No obstante, parece que ni las diversas críticas ni los argumentos más o menos optimistas o conciliadores vertidos contra ellas, explican del todo por qué la gente en la calle, en los lugares de trabajo y en las sobremesas se resiste al surgimiento de nuevos líderes de opinión, de adalides mediáticos de la resistencia. Tal rechazo no puede ser reducido a falacias ad hominem y a otros perjuicios cognitivos, como no puede ser reducido tampoco a un estado de excitación pasional causado por un resentimiento de clase. A través de tales reducciones, el debate encubre un aspecto crucial: la institucionalización de la resistencia tomada por sí misma; el hecho de que el discurso de la calle, de los lugares de trabajo y de las sobremesas deje de ser patrimonio de tales contextos y dinámicas y sea expropiado, adaptado e instrumentalizado por los poderes, ya sean estos un partido político o la Academia de Cine. Por tanto, la pregunta hay que formularla más bien en relación al poder institucionalizado, a los grupos dominantes y visibles, a las élites.
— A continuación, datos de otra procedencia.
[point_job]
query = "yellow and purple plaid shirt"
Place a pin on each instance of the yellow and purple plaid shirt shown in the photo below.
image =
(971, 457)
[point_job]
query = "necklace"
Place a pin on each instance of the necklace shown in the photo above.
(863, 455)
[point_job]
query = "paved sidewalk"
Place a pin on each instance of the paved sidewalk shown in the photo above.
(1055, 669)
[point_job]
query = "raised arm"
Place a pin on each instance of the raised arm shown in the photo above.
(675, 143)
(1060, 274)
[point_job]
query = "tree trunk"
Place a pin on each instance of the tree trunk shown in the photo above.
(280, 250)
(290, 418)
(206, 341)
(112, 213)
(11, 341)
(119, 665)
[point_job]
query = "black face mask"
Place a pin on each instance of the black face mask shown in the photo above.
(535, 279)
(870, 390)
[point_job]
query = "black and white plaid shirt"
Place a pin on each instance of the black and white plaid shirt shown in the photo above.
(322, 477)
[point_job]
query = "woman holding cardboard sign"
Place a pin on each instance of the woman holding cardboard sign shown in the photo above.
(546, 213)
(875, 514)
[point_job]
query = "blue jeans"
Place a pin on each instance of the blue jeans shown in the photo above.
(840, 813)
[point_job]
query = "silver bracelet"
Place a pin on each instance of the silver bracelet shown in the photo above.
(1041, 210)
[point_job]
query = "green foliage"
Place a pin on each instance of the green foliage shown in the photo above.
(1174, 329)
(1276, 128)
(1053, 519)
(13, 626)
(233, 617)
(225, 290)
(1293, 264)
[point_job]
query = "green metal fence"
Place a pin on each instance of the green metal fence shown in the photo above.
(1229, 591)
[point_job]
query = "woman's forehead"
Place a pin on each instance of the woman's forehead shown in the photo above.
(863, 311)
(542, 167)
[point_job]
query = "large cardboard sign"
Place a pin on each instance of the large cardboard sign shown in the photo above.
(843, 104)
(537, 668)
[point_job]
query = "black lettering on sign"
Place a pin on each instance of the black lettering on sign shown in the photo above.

En la raíz del problema, nos encontramos con una inquietud mayoritaria, que viene de lejos y es cada vez más patente, relativa al propio funcionamiento de las élites y de los poderes institucionalizados.
Esta situación abre quizás un nuevo episodio que tiene muchos e importantes precedentes, como puede ser toda la labor de IU por acercar sus bases a los movimientos sociales o la llegada de la CUP al parlamento de Cataluña. Los diversos acercamientos entre los partidos y poderes institucionales y la actividad política popular, han sido hasta el momento pocos y poco visibles. Aún más impertérritos se han mostrado los dos grandes partidos que, salvo por gestos aislados, no han mostrado signos de autocrítica ni mucho menos gestos de proximidad con la política que se está haciendo fuera de las instituciones. (Cabe recordar aquel vídeo viral de algunos militantes de base del PSOE, que se disculpaban para finalmente pedir confianza a los electores, en un tono análogo al regio «Lo siento mucho, no volverá a ocurrir». Adelantaban quizás la estrategia electoral de su partido para un futuro cada vez más cercano).
Resulta más o menos previsible que los partidos políticos y otras élites continúen por este camino. Es una cuestión de supervivencia. Si no encarnan la creciente legitimación extra-institucional de la resistencia, están condenados a perder el grueso de sus votantes. Hacer generalidades en este punto es cuanto menos obsceno, no obstante, cabe pensar que una gran parte de la ciudadanía no espera ni está buscando la sustitución de una élite por otra. No se trata de mantener la relación y cambiar sus términos. Se demandan nuevas formas de intervenir políticamente que no pasen por la búsqueda de nuevos liderazgos, sino que transformen el funcionamiento del poder a todos los niveles. En esta clave tendremos quizás que leer el futuro de la política institucional.